The ACLU report says realignment encourages counties to use alternative to incarceration and to use evidence-based methods to achieve a safer community. However, the report comments that there is no way to determine if the realignment plan is meeting its goals because the law doesn’t tell the counties how to spend the money, nor does it ask to the counties how the money was spent.
“The criminal justice system selectively incarcerates to deal with mental health, drug abuse, and economic and social problems that can never be solved simply by locking more people behind bars,” says the ACLU report.
The reports note the state prison population is rapidly decreasing according to the blueprint; however, each report cautions policy makers about tracking and accounting for the effectiveness of county plans and how to fund the plans.
“Jail costs will expand rapidly as their mission moves closer to the prison and the surplus in space will be short-lived,” said Simon. “Health costs which threaten to overwhelm the system will not necessarily be lower in jails than in prison, especially if custody lasts years.”
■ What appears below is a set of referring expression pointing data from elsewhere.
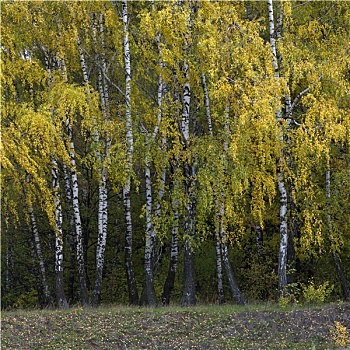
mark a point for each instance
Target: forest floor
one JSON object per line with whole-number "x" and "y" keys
{"x": 200, "y": 327}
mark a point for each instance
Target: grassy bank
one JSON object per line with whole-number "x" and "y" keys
{"x": 201, "y": 327}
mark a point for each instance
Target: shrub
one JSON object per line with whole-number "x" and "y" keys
{"x": 316, "y": 294}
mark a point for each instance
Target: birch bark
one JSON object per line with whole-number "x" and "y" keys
{"x": 45, "y": 285}
{"x": 101, "y": 158}
{"x": 60, "y": 294}
{"x": 77, "y": 219}
{"x": 282, "y": 258}
{"x": 221, "y": 295}
{"x": 133, "y": 294}
{"x": 188, "y": 293}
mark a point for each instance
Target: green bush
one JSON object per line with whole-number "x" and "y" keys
{"x": 316, "y": 294}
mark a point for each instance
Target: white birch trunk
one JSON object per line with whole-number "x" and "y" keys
{"x": 188, "y": 293}
{"x": 282, "y": 258}
{"x": 60, "y": 295}
{"x": 221, "y": 295}
{"x": 149, "y": 295}
{"x": 77, "y": 219}
{"x": 59, "y": 283}
{"x": 72, "y": 242}
{"x": 174, "y": 253}
{"x": 102, "y": 189}
{"x": 39, "y": 254}
{"x": 133, "y": 294}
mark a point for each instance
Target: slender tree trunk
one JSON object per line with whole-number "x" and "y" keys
{"x": 149, "y": 294}
{"x": 282, "y": 258}
{"x": 231, "y": 278}
{"x": 72, "y": 238}
{"x": 102, "y": 190}
{"x": 39, "y": 287}
{"x": 45, "y": 285}
{"x": 60, "y": 295}
{"x": 133, "y": 294}
{"x": 342, "y": 278}
{"x": 174, "y": 253}
{"x": 77, "y": 220}
{"x": 188, "y": 293}
{"x": 259, "y": 237}
{"x": 221, "y": 295}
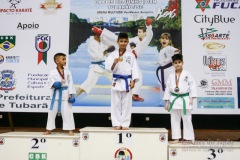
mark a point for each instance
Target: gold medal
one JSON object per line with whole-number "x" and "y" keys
{"x": 120, "y": 59}
{"x": 63, "y": 81}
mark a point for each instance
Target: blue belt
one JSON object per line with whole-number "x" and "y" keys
{"x": 125, "y": 77}
{"x": 184, "y": 102}
{"x": 161, "y": 68}
{"x": 59, "y": 99}
{"x": 100, "y": 63}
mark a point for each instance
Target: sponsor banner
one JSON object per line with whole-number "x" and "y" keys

The Public Policy Institute of California comments: “County officials might respond to the incentives introduced by realignment by altering their approach to prosecution and sentencing. In marginal cases, district attorneys may opt for more serious charges (known as ‘up-charging’) in hopes of sending offenders to prison instead of county jail. Similarly, prosecutors may decide to charge rearrested parolees with new crimes rather than just technical violations of parole. These tendencies would likely increase prison commitment rates over time. Alternatively, judges may opt for lighter sentences or split sentences that keep offenders in local custody for less time.”
On the same topic, The Economist magazine reports: “A new question is whether realignment is merely shifting a humanitarian disaster from the state to its 58 counties. The reform will work in the long run only if the overall number of people behind bars in California declines.”